Lagi-Lagi, Gak Lulus Kuliah, Dua Pemuda Ini Sukses Jadi Miliarder

http://www.afr.com/r/2009-2014/BRW/2013/09/18/Photos/d9a078a6-201b-11e3-a398-0273aaa06f7e_431J9847_6_0_3573634656--620x420.JPG
 
 Scott Farquhar dan Mike Cannon-Brookes, pendiri Atlassian, perusahaan yang menjual software ke berbagai perusahaan besar di dunia, kini masuk daftar miliarder baru Australia setelah perusahaan IT itu mendapatkan pembiayaan dari investor baru.

Dilansir Forbes, Kamis 10 April 2014, mereka mengumumkan, saat ini nilai perusahaannya mencapai US$3,3 miliar. Baru-baru ini diketahui T. Rowe Price dan Dragoneer Investment Capital menyuntikkan modal baru sebesar US$150 juta di Atlassian.

Farquhar dan Cannon-Brookes, yang saat ini berusia 34 tahun mendirikan perusahaan IT tersebut 12 tahun lalu. Mereka diketahui tidak menjual saham dalam putaran terakhir pendanaan, sehingga diperkirakan masing-masing dari mereka memiliki 1/3 saham perusahaan atau sekitar US$1,1 miliar.

Dilansir Wall Street Journal, pada 2010 Atlassian mendapatkan investasi sebesar US$60 juta dari Accel Partners.

Lalu, apa yang menyebabkan perusahaan IT asal Australia ini berkembang lebih cepat dibanding perusahaan sejenis? Beberapa analis mengatakan hal tersebut karena Atlassian menjalankan model bisnis unik.

Atlassian mengkhususkan diri mengembangkan bisnis software secara online, seperti JIRA, produk yang mengelola proyek dan alur kerja sistem IT.

Produk software yang diproduksi Atlassian kini digunakan oleh 35.000 perusahaan di seluruh dunia, seperti BMW, American Airlines, Cisco, Facebook, dan Citigroup.

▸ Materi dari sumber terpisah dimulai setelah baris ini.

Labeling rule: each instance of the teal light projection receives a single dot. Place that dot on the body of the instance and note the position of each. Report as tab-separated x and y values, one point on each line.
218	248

Perusahaan IT itu terus berkembang pesat dalam 10 tahun terakhir dengan tingkat pertumbuhan dalam lima tahun terakhir mencapai 40 persen.



Kedua pendiri bertemu saat masih kuliah di University of New South Wales di Sydney. Mereka yang sama-sama merupakan programmer kemudian mulai mendirikan Atlassian pada 2000an. Karena ingin mengembangkan perusahaan itu lebih serius, mereka berdua akhirnya memutuskan untuk drop-out dari bangku kuliah.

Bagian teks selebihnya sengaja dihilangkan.